Being in a VPC can add some time on to the cold start but its not 10 seconds. At worst I saw an additional second.

Keep in mind that Lambda != APIG.
The use case that forced me to put “a” Lambda in a VPC was communicating with a financial institution that requires sftp request come from a whitelisted IP(or block of IP’s) since they were unwilling to whitelist every IP that AWS could possibly apply to an outbound connection from RandomLambda_01, I had to put it in a VPC.
But… Since this particular Lambda isn’t being called interactively by an end user, but being scheduled to make calls, or triggered by some other event, if it takes an extra 10 seconds to run, it doesn’t really effect anybody.

So yes “useless” is way to myopic as a blanket statement on a tool. It just may not be a good tool for your use case.

Thank you for this. That makes me feel much better about moving forward on Serverless with a VPC.

I’m thinking my use case for a VPC would be to communicate with a database (RDS) instance that is not publicly accessible. From my experience with AWS the only way to do that is to put everything in a VPC. I would like to move to a more modern architecture with ephemeral workloads on demand, so I don’t know if the same requirements exist yet.

Do you connect to private databases in AWS, and can that be done without a VPC?

I’ve managed to keep everything in this platform in DynamoDB CloudSearch and S3, so haven’t needed to access RDS or EC2 resources.

@garethmcc The 8-10 second additional delay on cold start inside a VPC is well documented and even AWS admits it. The delay is caused by the time it takes to add an EIN to the Lambda before it can start running your code and has nothing to do with context.callbackWaitsForEmptyEventLoop.

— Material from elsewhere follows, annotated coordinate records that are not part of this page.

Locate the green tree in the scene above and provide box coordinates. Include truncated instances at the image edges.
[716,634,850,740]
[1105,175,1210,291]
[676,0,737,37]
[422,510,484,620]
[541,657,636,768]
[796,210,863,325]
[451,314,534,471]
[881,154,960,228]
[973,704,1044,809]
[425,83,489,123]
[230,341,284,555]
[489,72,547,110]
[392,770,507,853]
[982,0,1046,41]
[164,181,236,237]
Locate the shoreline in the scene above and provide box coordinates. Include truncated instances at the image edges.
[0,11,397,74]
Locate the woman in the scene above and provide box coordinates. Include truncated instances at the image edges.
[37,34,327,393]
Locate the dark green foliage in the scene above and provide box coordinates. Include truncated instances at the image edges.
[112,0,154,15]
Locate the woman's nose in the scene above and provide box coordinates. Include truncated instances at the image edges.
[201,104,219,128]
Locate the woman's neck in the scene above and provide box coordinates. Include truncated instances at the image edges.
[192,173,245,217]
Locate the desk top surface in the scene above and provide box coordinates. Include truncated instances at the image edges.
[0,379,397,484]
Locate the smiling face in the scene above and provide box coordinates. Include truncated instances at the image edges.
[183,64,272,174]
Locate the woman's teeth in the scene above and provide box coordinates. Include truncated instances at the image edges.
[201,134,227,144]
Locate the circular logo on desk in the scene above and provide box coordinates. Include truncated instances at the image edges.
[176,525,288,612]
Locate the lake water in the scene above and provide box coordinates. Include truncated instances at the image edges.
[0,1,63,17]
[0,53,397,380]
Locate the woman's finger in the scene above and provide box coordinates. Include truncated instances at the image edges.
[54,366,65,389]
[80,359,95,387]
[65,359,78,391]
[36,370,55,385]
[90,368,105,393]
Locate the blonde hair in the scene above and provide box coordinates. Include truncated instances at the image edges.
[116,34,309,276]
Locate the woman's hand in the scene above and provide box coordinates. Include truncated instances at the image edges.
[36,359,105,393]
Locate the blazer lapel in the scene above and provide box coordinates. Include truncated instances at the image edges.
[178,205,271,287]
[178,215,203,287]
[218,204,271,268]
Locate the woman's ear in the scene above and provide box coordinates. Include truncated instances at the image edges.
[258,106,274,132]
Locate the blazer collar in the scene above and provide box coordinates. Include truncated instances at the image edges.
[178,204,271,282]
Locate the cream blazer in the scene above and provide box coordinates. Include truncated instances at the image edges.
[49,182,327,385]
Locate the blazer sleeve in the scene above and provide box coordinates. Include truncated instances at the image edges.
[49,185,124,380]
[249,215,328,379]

There is a delay. But it is not 10 seconds and I have not seen any AWS documentation that says as much. From personal experience having Lambdas inside a VPC, called by API Gateway then communicating with an RDS database I think the worst delay I saw was 1.5 seconds. This isn’t reading from a blog post but having it actually running. Without a VPC its < 1 second so there is a difference but it is not 10 seconds.

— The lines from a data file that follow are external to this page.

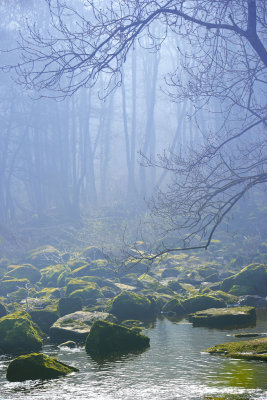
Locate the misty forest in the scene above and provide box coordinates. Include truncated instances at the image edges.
[0,0,267,400]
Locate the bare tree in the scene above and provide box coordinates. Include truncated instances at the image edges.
[3,0,267,254]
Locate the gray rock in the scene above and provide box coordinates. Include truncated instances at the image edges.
[50,311,117,343]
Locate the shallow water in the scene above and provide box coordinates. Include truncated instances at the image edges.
[0,309,267,400]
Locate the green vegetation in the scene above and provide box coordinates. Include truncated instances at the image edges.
[106,292,154,321]
[189,307,256,328]
[85,320,149,357]
[0,312,42,354]
[6,353,78,382]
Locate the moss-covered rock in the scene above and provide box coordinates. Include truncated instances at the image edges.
[106,291,154,321]
[162,299,185,315]
[189,307,256,328]
[26,246,60,269]
[182,295,226,314]
[6,353,78,382]
[206,338,267,361]
[0,312,42,354]
[81,246,105,260]
[57,296,82,317]
[85,320,149,357]
[0,279,30,296]
[221,264,267,296]
[70,283,103,305]
[0,303,7,318]
[40,264,71,287]
[50,311,116,343]
[29,310,58,333]
[5,264,41,283]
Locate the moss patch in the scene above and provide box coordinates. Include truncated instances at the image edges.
[6,353,78,382]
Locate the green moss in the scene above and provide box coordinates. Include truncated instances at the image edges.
[221,264,267,296]
[26,246,60,268]
[5,264,41,283]
[206,338,267,361]
[107,291,153,320]
[0,312,42,354]
[182,295,225,314]
[70,283,102,304]
[6,353,78,382]
[189,307,256,328]
[162,299,185,315]
[40,264,71,287]
[85,320,149,356]
[0,279,30,296]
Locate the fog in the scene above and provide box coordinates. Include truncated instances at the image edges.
[0,0,264,260]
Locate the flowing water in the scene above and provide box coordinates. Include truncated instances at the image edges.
[0,309,267,400]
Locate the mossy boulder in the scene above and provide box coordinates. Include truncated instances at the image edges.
[106,291,154,321]
[5,264,41,283]
[206,338,267,361]
[182,295,226,314]
[0,312,42,354]
[0,303,7,318]
[70,283,103,305]
[50,311,117,343]
[29,310,58,333]
[40,264,71,287]
[162,299,185,315]
[0,279,30,296]
[54,296,82,322]
[85,320,149,357]
[26,246,60,269]
[6,353,78,382]
[81,246,105,260]
[221,264,267,296]
[189,307,256,328]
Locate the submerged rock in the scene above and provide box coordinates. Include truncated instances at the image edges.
[50,311,116,343]
[206,338,267,361]
[6,353,78,382]
[85,320,149,357]
[0,312,42,354]
[189,307,256,328]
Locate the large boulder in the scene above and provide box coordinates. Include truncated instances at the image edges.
[0,303,7,318]
[5,264,41,283]
[54,296,82,322]
[6,353,78,382]
[29,310,58,333]
[189,307,256,328]
[206,338,267,361]
[0,278,30,296]
[50,311,116,343]
[182,294,226,314]
[221,264,267,296]
[85,321,149,357]
[106,291,154,321]
[40,264,71,288]
[0,312,42,354]
[26,246,60,268]
[162,298,185,315]
[82,246,105,260]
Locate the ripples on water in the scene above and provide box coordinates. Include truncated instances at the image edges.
[0,310,267,400]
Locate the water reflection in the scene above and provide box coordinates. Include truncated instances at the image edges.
[0,313,267,400]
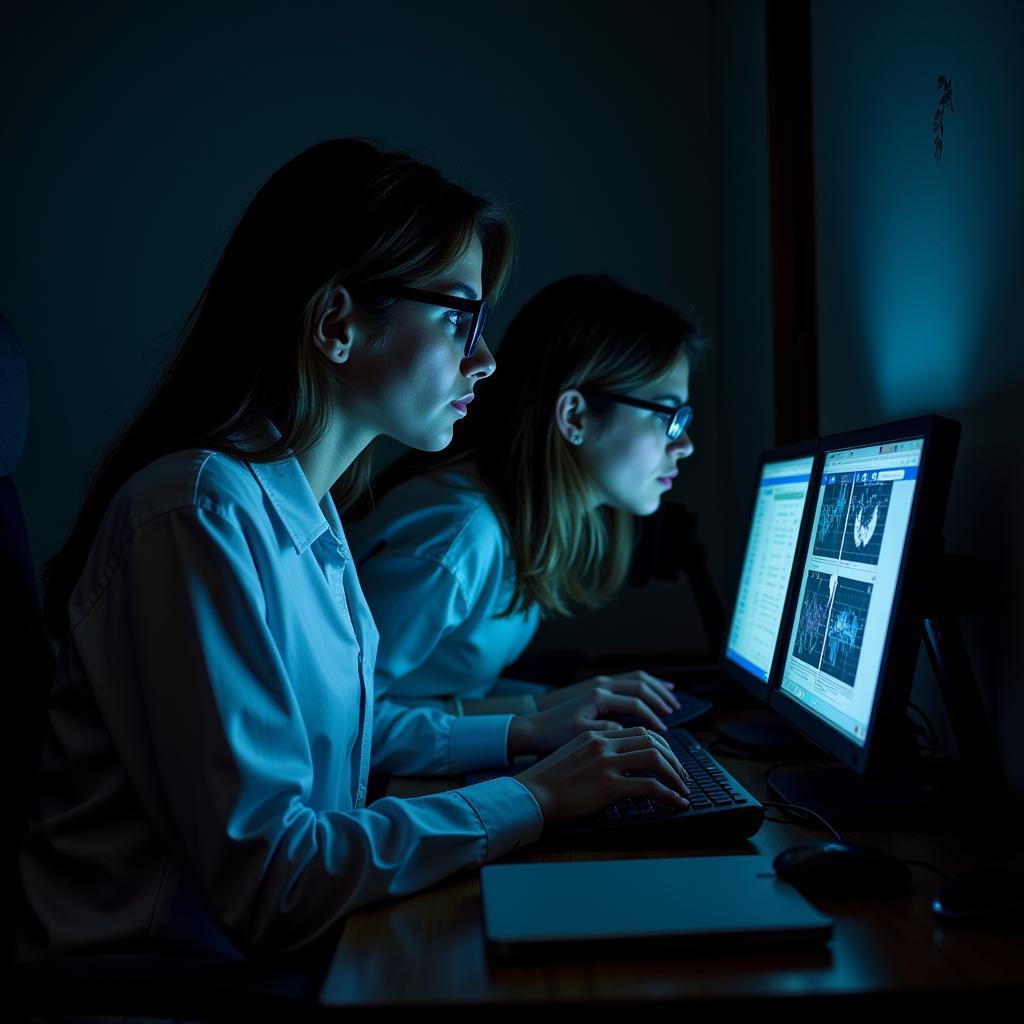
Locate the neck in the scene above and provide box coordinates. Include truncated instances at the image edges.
[297,409,374,502]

@garethmcc Can you share how you’re configuring your Lambda and how you’re measuring cold starts?

I no longer work at the company I did this at so don’t have access to the code I wrote there. However it was not very complicated. We had multiple services with Lambdas inside a VPC making SQL requests to multiple RDS databases using the Sequelize ORM. I didn’t need to check whether a specific instance of a Lambda was a cold start because we had no Lambda executions exceed 2 seconds. I do recall these 2 seconds executions occurred immediately after redeploying changes to a Lambda which forces a cold start as the new code replaces the old. But our general metrics showed no Lambda executing beyond 2 seconds as a maximum.

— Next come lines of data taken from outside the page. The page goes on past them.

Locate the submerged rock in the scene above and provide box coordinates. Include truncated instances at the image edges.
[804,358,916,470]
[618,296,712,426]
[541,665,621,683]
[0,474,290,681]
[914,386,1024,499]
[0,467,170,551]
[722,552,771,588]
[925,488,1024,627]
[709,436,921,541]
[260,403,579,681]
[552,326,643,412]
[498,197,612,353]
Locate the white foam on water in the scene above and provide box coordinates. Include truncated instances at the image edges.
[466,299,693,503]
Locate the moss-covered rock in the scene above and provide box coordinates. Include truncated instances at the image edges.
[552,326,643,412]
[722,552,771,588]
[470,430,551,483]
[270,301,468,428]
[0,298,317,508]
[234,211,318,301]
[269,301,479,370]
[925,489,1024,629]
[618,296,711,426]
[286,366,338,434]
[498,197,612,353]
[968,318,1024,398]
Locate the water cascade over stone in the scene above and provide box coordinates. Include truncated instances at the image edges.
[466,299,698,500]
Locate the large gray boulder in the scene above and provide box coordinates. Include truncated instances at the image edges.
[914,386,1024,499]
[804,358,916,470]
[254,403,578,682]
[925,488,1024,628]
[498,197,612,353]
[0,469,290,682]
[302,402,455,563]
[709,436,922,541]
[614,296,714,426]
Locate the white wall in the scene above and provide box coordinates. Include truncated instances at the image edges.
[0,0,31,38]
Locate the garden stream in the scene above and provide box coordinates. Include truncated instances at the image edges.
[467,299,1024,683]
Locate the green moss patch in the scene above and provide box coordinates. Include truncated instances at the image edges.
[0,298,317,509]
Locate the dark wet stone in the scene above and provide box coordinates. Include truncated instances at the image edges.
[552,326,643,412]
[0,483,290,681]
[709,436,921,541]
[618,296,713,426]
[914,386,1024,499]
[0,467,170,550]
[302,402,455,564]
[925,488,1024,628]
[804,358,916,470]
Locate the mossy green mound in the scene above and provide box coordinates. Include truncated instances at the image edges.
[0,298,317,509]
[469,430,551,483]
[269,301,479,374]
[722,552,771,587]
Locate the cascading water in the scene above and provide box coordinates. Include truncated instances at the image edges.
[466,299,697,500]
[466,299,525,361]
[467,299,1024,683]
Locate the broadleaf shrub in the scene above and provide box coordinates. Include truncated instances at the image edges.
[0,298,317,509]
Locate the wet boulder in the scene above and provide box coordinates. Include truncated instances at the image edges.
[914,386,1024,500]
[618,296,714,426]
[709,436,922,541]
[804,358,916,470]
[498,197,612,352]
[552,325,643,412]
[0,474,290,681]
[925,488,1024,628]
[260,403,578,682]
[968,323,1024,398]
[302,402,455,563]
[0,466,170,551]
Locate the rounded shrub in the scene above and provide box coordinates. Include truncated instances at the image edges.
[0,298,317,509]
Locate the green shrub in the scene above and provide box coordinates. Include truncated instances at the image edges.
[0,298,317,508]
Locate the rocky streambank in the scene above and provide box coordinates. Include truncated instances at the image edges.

What we did find was 10 second stall happening because of the previously mentioned context.callbackWaitsForEmptyEventLoop being set to true by default causing the Lambda to wait for the database connection to drop before executing the callback. This is where I see most people end up having issues with a 10 second wait when dealing with RDS database.

The problem you’re describing does exist and can be fixed as you described but this isn’t the cold start problem.

This article does a good job of explaining the additional latency for Lambdas inside a VPC.

Interesting read but I have never seen an effect like that on my lambda’s running in a VPC. Nothing like 10 seconds latency and this is a backend service serving thousands of requests a day. All I can say is none of my experience thus far has shown these results. It doesn’t matter what articles you might point to, it doesn’t change the reality I saw on a daily basis for over a year.